By Chris Michaud, New York Post
Nine hero cops teamed up yesterday to save the life of a despondent man dangling from the George Washington Bridge, begging them for help and pleading, “I want to live. Don’t let me go.”
The dramatic, 30-minute rescue began at 6 a.m. when four Port Authority police called to the scene by a bridge maintenance crew spotted the suicidal man hanging by his arms on the outside of the bridge’s south railing near the New Jersey tower - 200 feet above the Hudson River.
“He told us, ‘Please help me, I really don’t want to die. I want to live, don’t let me go,’ ” said Port Authority Police Officer Ray Corbo.

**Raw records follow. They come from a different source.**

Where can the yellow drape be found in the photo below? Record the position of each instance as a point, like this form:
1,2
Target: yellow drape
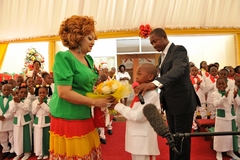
3,49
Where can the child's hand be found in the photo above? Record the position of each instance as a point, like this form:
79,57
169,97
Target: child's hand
235,92
226,94
13,93
16,99
40,100
199,82
31,90
2,118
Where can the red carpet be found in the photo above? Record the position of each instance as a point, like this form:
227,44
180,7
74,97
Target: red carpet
114,149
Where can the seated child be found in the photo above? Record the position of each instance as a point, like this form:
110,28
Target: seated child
22,131
41,124
141,139
6,123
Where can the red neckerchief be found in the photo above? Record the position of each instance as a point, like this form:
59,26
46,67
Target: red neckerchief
231,77
212,78
194,82
135,99
207,74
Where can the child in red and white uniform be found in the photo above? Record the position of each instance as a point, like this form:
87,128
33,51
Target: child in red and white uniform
211,87
199,86
22,130
41,123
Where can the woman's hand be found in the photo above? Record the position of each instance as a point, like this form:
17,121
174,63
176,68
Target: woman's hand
31,90
16,99
142,88
40,100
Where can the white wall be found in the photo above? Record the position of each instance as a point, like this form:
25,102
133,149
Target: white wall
209,48
104,50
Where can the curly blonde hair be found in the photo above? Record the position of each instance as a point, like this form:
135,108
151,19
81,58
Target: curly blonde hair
73,29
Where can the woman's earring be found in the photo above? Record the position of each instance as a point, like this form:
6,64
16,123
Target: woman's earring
79,49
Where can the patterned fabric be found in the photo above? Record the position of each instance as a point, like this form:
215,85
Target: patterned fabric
72,135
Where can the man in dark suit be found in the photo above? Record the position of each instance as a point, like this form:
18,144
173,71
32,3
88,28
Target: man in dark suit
177,97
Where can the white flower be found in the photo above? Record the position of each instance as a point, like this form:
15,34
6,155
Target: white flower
106,90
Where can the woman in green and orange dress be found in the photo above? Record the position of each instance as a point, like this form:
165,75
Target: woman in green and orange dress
72,131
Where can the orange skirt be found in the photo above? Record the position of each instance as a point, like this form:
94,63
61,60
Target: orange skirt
74,139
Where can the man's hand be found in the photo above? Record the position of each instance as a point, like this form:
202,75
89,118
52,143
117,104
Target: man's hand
2,118
226,94
142,88
40,100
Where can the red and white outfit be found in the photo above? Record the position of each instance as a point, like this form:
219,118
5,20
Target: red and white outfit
6,126
211,87
140,138
41,127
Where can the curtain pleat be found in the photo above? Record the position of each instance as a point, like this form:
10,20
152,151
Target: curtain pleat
3,49
36,18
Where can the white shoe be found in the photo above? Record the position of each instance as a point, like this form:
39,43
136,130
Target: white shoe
231,154
17,157
26,156
219,155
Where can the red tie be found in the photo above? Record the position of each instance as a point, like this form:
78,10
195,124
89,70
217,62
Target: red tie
135,99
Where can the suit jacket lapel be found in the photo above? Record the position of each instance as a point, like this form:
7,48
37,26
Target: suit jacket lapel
167,56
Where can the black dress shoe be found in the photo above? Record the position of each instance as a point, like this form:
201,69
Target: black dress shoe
103,141
110,132
11,155
5,155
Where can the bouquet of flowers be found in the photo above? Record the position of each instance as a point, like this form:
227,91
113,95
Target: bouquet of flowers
32,55
144,31
108,88
111,88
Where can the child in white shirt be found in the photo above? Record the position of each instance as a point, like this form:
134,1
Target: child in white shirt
141,139
225,120
22,130
41,123
6,123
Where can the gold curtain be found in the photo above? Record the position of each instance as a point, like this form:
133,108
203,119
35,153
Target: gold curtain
3,49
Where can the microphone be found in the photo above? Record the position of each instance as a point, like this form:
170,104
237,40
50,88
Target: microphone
156,120
140,97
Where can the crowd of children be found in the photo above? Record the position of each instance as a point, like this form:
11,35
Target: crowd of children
218,91
25,121
24,116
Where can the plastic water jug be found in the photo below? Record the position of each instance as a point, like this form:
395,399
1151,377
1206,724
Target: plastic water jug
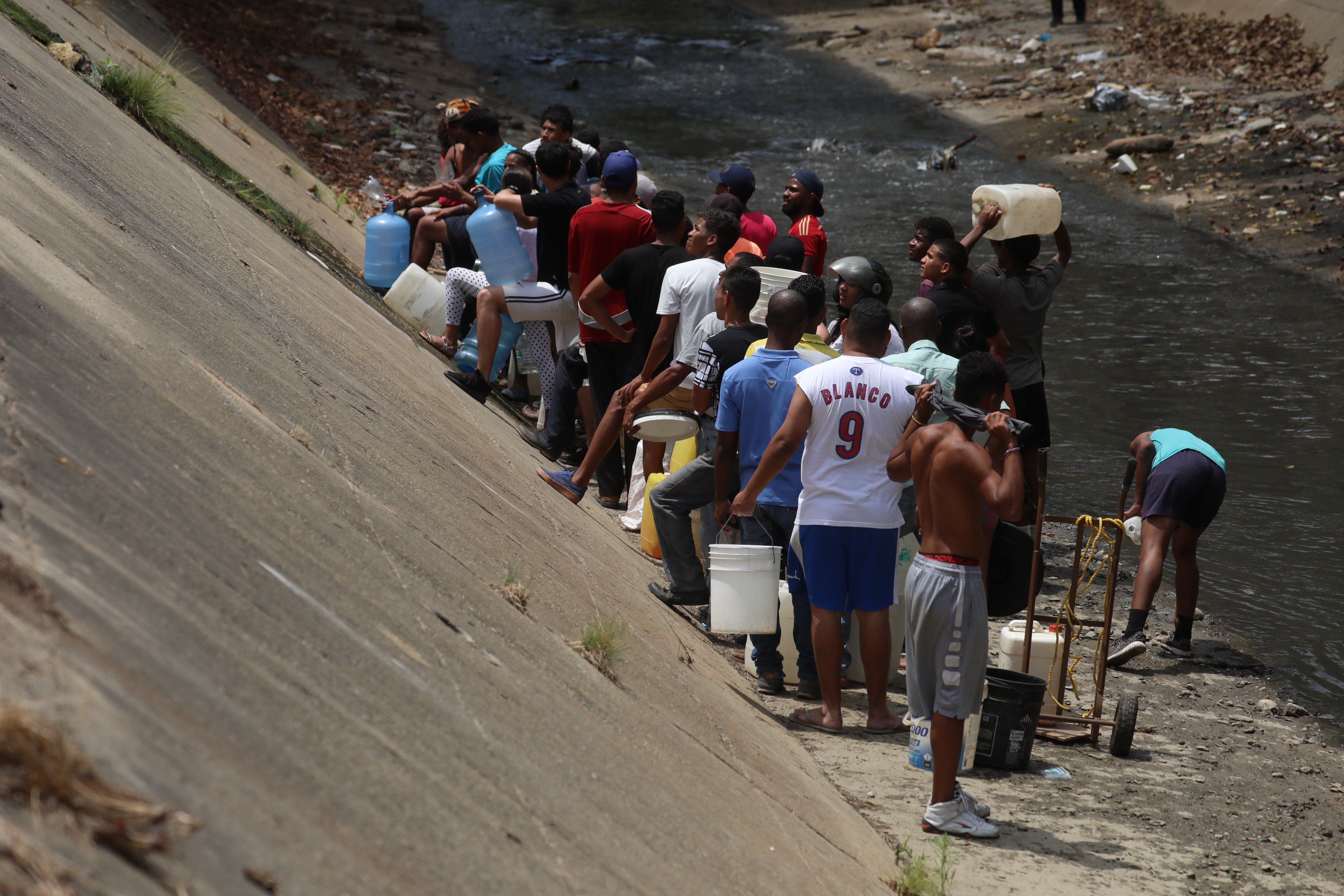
418,299
1027,209
467,354
495,240
1046,651
387,248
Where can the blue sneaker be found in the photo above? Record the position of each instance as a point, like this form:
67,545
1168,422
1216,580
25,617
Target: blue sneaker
564,483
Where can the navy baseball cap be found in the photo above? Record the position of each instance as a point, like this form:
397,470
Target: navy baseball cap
621,168
736,178
812,185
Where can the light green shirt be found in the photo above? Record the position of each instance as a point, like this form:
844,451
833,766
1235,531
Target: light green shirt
1171,441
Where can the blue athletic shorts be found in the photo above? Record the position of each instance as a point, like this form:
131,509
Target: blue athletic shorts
850,569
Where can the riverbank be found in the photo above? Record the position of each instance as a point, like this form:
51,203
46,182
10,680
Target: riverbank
1256,147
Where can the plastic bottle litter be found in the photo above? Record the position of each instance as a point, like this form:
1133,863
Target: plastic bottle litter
374,190
387,248
1027,209
495,238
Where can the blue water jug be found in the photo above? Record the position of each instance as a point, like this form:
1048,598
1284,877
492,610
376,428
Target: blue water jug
387,248
495,240
467,354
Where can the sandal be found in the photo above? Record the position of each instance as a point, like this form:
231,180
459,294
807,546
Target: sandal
439,344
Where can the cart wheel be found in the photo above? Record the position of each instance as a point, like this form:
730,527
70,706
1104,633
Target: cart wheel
1127,717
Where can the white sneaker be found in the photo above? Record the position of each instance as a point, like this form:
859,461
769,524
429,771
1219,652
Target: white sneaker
971,804
952,819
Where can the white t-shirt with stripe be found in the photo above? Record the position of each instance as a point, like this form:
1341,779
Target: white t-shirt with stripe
859,410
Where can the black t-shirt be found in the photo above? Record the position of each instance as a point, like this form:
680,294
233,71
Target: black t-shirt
722,351
553,211
960,306
639,272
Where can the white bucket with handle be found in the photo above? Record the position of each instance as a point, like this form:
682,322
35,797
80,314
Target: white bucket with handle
744,589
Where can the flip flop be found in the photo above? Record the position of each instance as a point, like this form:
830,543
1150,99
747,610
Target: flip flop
807,722
886,731
429,341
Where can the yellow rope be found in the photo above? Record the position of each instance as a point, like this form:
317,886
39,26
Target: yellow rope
1066,606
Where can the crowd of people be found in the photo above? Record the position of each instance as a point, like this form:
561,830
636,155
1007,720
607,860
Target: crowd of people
831,430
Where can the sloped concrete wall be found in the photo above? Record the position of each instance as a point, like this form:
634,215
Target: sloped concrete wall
272,528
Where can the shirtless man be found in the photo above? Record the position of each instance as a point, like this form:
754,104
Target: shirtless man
947,624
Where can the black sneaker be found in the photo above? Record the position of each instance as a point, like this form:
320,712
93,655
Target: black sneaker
1125,648
771,683
1179,647
474,383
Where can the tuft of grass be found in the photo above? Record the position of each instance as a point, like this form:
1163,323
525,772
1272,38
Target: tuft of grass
603,644
514,590
148,93
919,876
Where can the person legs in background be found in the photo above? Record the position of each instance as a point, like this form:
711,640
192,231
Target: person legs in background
460,285
673,500
773,524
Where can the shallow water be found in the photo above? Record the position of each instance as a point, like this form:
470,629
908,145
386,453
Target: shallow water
1152,327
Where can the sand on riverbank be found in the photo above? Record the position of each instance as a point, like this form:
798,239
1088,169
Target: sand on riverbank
1256,159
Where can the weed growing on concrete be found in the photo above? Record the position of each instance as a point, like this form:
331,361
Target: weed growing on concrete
150,95
917,876
603,644
513,590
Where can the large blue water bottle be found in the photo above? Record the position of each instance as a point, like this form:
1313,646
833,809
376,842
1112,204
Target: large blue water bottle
387,248
468,353
495,240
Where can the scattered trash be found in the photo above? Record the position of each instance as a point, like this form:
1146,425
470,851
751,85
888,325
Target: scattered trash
1125,166
1107,97
929,39
1151,143
947,159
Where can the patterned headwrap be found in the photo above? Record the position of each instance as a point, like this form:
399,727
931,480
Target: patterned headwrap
455,109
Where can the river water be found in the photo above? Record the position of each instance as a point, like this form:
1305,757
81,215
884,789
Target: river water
1154,325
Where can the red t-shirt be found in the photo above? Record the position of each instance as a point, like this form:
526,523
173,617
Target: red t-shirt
600,233
814,241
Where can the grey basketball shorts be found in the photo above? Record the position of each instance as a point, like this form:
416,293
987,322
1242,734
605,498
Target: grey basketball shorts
947,639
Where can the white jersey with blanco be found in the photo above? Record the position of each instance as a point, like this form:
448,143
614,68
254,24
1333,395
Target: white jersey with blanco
859,410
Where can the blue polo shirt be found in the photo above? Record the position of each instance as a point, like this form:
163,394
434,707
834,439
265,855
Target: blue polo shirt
754,398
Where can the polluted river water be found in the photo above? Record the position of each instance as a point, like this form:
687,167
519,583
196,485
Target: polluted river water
1155,325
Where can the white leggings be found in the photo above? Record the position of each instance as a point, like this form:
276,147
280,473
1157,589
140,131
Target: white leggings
463,283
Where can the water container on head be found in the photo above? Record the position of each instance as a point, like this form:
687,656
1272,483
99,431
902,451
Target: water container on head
496,244
1027,209
468,358
387,248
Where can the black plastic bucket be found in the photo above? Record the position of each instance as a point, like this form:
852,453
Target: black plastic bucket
1009,719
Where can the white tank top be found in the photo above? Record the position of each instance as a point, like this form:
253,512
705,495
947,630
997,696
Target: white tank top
859,410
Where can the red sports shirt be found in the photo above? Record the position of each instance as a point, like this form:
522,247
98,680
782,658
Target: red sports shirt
814,241
600,233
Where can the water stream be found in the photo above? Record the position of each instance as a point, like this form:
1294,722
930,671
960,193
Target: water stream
1154,325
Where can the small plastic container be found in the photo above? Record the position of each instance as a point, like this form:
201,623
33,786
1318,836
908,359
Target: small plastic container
744,589
495,238
1027,209
387,248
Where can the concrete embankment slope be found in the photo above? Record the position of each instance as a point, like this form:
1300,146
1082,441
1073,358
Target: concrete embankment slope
271,528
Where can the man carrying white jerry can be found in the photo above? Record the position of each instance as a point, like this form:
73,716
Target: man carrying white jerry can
947,635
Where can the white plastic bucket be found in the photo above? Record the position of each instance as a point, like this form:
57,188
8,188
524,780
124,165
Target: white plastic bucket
1027,209
418,299
744,589
772,281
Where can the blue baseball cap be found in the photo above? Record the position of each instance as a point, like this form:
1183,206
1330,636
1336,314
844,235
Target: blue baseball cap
621,168
736,178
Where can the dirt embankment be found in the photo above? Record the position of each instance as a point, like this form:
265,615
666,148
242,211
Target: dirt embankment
1256,133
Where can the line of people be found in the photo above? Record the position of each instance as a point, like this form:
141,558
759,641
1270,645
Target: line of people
830,433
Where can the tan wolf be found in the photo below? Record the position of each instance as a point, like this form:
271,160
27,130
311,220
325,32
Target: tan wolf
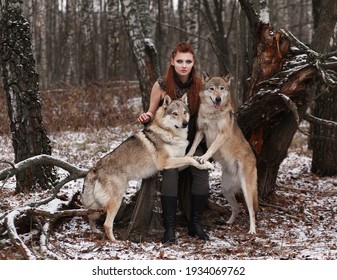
161,145
226,145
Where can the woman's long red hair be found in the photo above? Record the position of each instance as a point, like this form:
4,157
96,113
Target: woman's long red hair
193,96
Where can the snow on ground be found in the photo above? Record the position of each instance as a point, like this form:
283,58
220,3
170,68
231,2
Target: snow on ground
297,222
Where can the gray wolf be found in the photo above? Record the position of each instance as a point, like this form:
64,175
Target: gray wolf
161,145
226,145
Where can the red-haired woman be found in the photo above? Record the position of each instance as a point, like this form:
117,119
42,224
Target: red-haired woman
181,78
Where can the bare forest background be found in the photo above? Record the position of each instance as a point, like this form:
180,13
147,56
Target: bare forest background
81,42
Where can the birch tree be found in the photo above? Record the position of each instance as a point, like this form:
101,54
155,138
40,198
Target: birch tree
22,91
324,137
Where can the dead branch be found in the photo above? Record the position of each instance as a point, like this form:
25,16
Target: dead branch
13,235
31,209
52,217
312,119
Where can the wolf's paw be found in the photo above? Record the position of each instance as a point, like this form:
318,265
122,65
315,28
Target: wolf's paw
201,160
209,165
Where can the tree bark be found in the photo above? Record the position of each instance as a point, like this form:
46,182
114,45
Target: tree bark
144,52
22,91
138,26
323,138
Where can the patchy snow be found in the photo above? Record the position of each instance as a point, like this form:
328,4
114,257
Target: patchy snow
297,222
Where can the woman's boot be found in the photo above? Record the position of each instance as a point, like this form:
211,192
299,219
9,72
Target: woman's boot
169,207
198,203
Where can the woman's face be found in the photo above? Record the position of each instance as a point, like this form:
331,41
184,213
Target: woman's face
183,63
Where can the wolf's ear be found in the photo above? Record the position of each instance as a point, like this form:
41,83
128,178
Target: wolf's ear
167,100
228,78
184,99
205,76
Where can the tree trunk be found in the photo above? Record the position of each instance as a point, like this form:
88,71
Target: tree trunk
323,140
22,91
141,43
138,26
278,99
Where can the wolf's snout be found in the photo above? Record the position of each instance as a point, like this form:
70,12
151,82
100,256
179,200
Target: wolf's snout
185,123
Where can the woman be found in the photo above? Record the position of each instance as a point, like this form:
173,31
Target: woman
180,78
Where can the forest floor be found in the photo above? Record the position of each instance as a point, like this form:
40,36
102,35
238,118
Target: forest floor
297,222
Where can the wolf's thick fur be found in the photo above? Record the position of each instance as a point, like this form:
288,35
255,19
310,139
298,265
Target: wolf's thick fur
161,145
226,145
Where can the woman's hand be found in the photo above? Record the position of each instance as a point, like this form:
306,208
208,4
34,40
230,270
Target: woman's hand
145,117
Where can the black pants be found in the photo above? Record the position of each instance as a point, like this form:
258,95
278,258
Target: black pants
200,180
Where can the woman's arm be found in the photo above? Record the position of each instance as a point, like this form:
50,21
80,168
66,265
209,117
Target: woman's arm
157,94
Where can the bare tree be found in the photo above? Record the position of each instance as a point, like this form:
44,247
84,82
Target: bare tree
324,138
22,91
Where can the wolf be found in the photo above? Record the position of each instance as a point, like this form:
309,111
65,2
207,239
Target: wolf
161,145
226,145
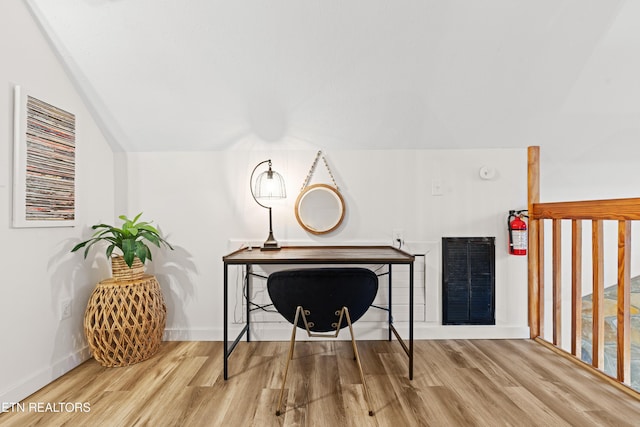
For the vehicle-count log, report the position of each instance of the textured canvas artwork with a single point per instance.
(45, 159)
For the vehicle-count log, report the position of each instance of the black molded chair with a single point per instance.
(323, 300)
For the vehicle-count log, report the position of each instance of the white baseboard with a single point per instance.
(18, 392)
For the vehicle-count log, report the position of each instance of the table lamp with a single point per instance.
(268, 185)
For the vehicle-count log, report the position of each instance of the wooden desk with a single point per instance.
(317, 255)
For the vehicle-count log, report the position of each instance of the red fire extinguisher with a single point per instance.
(518, 240)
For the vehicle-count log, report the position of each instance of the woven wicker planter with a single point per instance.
(125, 320)
(121, 271)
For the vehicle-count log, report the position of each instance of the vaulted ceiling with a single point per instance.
(212, 74)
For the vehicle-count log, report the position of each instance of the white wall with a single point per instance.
(37, 269)
(202, 201)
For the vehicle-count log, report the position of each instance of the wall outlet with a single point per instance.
(65, 309)
(436, 187)
(398, 237)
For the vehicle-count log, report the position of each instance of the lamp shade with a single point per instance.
(269, 185)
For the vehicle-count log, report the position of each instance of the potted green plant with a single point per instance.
(130, 239)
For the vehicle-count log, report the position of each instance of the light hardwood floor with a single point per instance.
(456, 383)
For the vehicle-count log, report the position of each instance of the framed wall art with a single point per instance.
(44, 155)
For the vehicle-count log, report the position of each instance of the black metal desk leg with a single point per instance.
(225, 325)
(411, 321)
(390, 303)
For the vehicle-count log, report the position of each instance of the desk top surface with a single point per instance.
(320, 255)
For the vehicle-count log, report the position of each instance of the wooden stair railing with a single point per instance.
(597, 211)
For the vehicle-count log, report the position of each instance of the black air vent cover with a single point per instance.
(468, 280)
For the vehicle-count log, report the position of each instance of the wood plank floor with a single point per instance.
(456, 383)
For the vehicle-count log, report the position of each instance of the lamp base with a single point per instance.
(271, 244)
(270, 247)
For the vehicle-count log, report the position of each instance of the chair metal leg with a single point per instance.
(286, 368)
(357, 356)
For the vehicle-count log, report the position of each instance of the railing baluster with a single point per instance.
(557, 282)
(597, 297)
(597, 211)
(576, 288)
(541, 275)
(624, 301)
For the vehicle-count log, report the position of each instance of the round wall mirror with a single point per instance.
(320, 208)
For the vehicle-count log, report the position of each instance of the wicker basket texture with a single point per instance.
(125, 320)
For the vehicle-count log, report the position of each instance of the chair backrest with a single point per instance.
(322, 292)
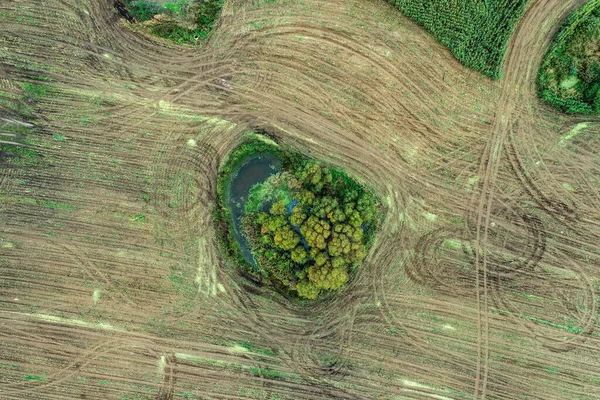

“He was hanging on for dear life.”
Corbo, along with officers Milagros Lopez, Ray Rodriguez and Adrian Graham, tried to calm the terrified would-be jumper, then clutched his arms while Sgt. Richard Keith quickly handcuffed him to the bridge’s railing to prevent him from a fatal plunge into the river.
Rodriguez said the 225-pound man was too heavy to lift over the railing, so the cops held him up, even after they put two sets of handcuffs on him, until NYPD Emergency Services Unit officers arrived with special rescue apparatus.
Lopez said the 27-year-old unidentified Bronx man, who was taken to Columbia-Presbyterian Hospital for evaluation, has apparently been laid off and “was walking to clear his head” when he decided to end it all. But he had a change of heart almost immediately, she said.